The Clearing, the last album of beloved folk band Bowerbirds, was released in 2012. Partially recorded in Bon Iver’s storybook Wisconsin studio, it was an album of intense renovation, full of songs about tearing things down and putting them back together. The music critic Amanda Petrusich crowned it with a 7.9 score in Pitchfork and described the music as “precise, artful construction.”
In the intervening years, much has changed: Bowerbirds, previously a trio, split up. Phil Moore and Beth Tacular had a child, then ended their romantic and artistic partnership. New endings, beginnings, and renovations materialized.The music industry transformed into a very different animal than it had been in 2006, when Moore began recording as Bowerbirds. The world as we knew it was torn down.
This week, the Durham-based Moore, who continues to play as Bowerbirds, has released new songs “Hazel Eyes” and “Endless Chase.” The eight-year wait is worth it: both songs are lush with instrumentation and introspection. They’re inspired by the break-up and by being uprooted, but they’re grounded in a rich lyricism and Annie Dillard-esque nods to the natural world.
Moore’s voice is gently reassuring, as if he just picked up from where he left off a decade ago—but, if you listen closely, there’s new assurance in it. You can hear the years.
“Hazel Eyes,” Moore writes in a new bio, mined boyhood memories from Florida where he would visit grandparents during the summer and take long walks by a drifty, palmetto-lined riverbank. On those walks, he’d often imagine the future and his place in it. “Hazel Eyes” addresses those expectations with care, nesting them in the adult realization that, as he puts it, “we’re kind of all in a capitalist rat race.”
“Endless Chase” has a similar maturity and wide-eyed joy as Moore untangles life’s uncertainties (“I spent most of my time working out / How I fit in time and space.”) In the accompanying self-directed video, released yesterday, Moore is filmed biking—occasionally with no hands—around verdant Durham streets.

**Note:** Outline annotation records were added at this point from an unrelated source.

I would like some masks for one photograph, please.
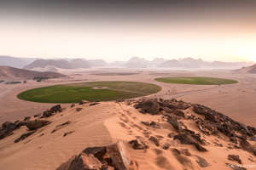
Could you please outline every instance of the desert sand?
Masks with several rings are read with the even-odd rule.
[[[80,108],[78,110],[78,108]],[[185,115],[195,115],[191,108],[184,110]],[[31,118],[34,119],[34,118]],[[255,157],[249,152],[235,149],[228,138],[202,134],[189,119],[183,122],[190,130],[201,134],[207,141],[207,152],[197,150],[193,145],[182,144],[172,137],[173,127],[161,115],[142,114],[131,102],[101,102],[98,105],[76,105],[49,118],[50,124],[38,128],[31,136],[14,143],[21,134],[27,132],[26,126],[15,130],[14,134],[0,140],[0,167],[6,170],[51,170],[92,146],[108,145],[117,141],[141,139],[148,145],[148,150],[133,150],[127,144],[131,157],[137,163],[137,169],[230,169],[226,163],[237,165],[228,160],[228,155],[239,155],[242,166],[253,166]],[[142,123],[154,121],[160,128],[148,127]],[[55,130],[55,131],[53,131]],[[64,133],[68,133],[64,136]],[[156,136],[160,146],[148,140]],[[164,150],[162,146],[170,144]],[[232,145],[233,144],[233,145]],[[255,144],[255,142],[252,142]],[[173,150],[188,149],[188,156],[176,155]],[[206,162],[198,163],[200,158]],[[145,159],[147,158],[147,159]],[[201,164],[201,165],[200,165]],[[206,166],[202,167],[201,166]]]
[[[232,118],[256,126],[256,75],[238,74],[229,71],[166,71],[147,69],[85,69],[60,71],[69,77],[50,79],[44,82],[29,81],[26,84],[0,84],[0,122],[15,121],[45,110],[52,104],[23,101],[16,95],[26,89],[60,84],[90,81],[135,81],[154,83],[162,88],[158,94],[148,97],[176,98],[186,102],[199,103],[224,112]],[[101,73],[103,76],[101,76]],[[109,73],[109,74],[108,74]],[[125,73],[125,75],[124,75]],[[131,75],[133,73],[133,75]],[[96,74],[96,75],[95,75]],[[107,75],[107,76],[106,76]],[[110,76],[109,76],[110,75]],[[121,75],[121,76],[120,76]],[[154,81],[160,76],[205,76],[233,78],[237,84],[201,86],[169,84]]]

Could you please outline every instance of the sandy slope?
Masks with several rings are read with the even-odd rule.
[[[77,111],[77,108],[82,110]],[[185,112],[191,114],[192,110],[188,109]],[[141,114],[133,105],[126,103],[102,102],[93,106],[86,104],[73,108],[67,107],[61,113],[47,119],[52,123],[38,129],[34,134],[17,144],[15,144],[14,140],[26,131],[26,127],[0,140],[0,167],[4,167],[5,170],[52,170],[88,146],[106,145],[118,140],[128,142],[136,138],[143,138],[149,145],[146,152],[129,148],[132,159],[137,162],[141,170],[201,169],[196,162],[196,156],[204,157],[211,164],[204,169],[230,169],[225,163],[236,163],[227,160],[229,154],[239,155],[244,165],[256,163],[256,159],[252,154],[241,150],[228,149],[230,142],[224,137],[216,139],[203,135],[208,142],[206,148],[209,150],[205,153],[199,152],[191,145],[180,144],[167,137],[167,134],[174,132],[174,129],[160,116]],[[51,133],[56,125],[68,121],[70,124]],[[160,129],[148,128],[142,124],[141,121],[154,121],[162,128]],[[190,129],[198,132],[189,121],[184,123]],[[64,133],[70,131],[74,132],[63,137]],[[160,146],[157,147],[148,141],[148,135],[160,135],[161,137],[159,137]],[[161,149],[161,145],[166,142],[171,144],[170,149],[166,150]],[[224,147],[216,146],[214,142],[224,144]],[[191,163],[179,162],[171,151],[174,148],[189,149],[192,156],[188,156],[188,159]]]

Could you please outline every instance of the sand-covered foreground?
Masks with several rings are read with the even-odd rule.
[[[194,121],[203,119],[203,116],[195,114],[189,105],[181,103],[183,105],[179,110],[184,113],[185,118],[179,113],[177,118],[186,128],[182,124],[177,128],[173,122],[169,122],[177,116],[177,113],[171,111],[166,116],[165,114],[167,112],[165,111],[155,112],[154,116],[142,114],[134,107],[136,103],[86,103],[68,106],[48,118],[32,117],[31,120],[47,120],[51,123],[17,143],[14,141],[29,132],[26,126],[1,139],[0,167],[6,170],[56,169],[87,147],[108,145],[120,140],[127,144],[131,157],[141,170],[230,169],[230,164],[245,167],[256,164],[253,153],[240,148],[240,139],[236,144],[220,132],[218,135],[206,135],[201,131]],[[172,118],[169,119],[168,115]],[[146,123],[152,122],[154,125]],[[182,132],[190,135],[189,131],[183,128],[201,135],[201,139],[195,141],[201,148],[196,149],[195,144],[183,144],[182,140],[175,139],[175,136],[182,134]],[[150,139],[152,137],[154,139]],[[132,144],[128,144],[133,139],[144,141],[148,149],[134,150]],[[201,140],[201,144],[199,143]],[[255,142],[249,142],[255,146]],[[229,155],[238,155],[241,164],[228,160]]]

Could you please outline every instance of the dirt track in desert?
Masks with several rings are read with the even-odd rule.
[[[119,75],[119,72],[137,74]],[[24,116],[30,116],[43,112],[54,105],[23,101],[16,98],[19,93],[26,89],[59,83],[90,81],[134,81],[154,83],[162,88],[162,90],[158,94],[148,97],[176,98],[186,102],[205,105],[235,120],[256,126],[256,75],[236,74],[225,71],[149,71],[147,69],[87,69],[61,71],[61,73],[68,75],[69,77],[51,79],[44,82],[28,81],[25,84],[0,84],[0,122],[20,120]],[[101,76],[101,73],[103,73],[103,75]],[[176,76],[205,76],[232,78],[238,80],[239,83],[221,86],[201,86],[169,84],[154,81],[156,77]],[[65,107],[65,105],[62,105]]]

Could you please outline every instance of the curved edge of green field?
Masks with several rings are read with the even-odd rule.
[[[154,79],[157,82],[175,83],[175,84],[192,84],[192,85],[224,85],[235,84],[239,82],[232,79],[224,79],[207,76],[174,76],[159,77]]]
[[[93,89],[93,87],[108,88]],[[138,82],[89,82],[48,86],[21,92],[17,98],[38,103],[78,103],[80,100],[111,101],[147,96],[161,90],[160,86]]]

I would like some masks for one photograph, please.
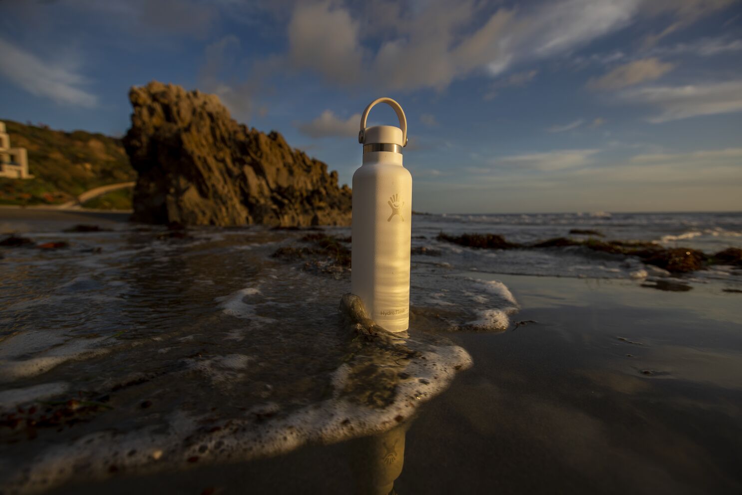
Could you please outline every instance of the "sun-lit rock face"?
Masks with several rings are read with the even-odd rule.
[[[235,226],[349,225],[338,173],[280,134],[238,124],[215,95],[153,81],[133,87],[124,145],[139,173],[134,220]]]

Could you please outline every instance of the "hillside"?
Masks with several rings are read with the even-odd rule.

There’s a sense of real freedom, though maybe one couched in the understanding that life doesn’t always turn out the way we expect. In a press release, Moore wrote that he intended the song to capture the “confidence of youth” and that, prior to filming the video, he hadn’t recently ridden a bike.
Not that anyone would be able to tell: Moore seems to navigate the bike, the new music, and the transition between 2012 and 2020 with a grace that is very nearly contagious.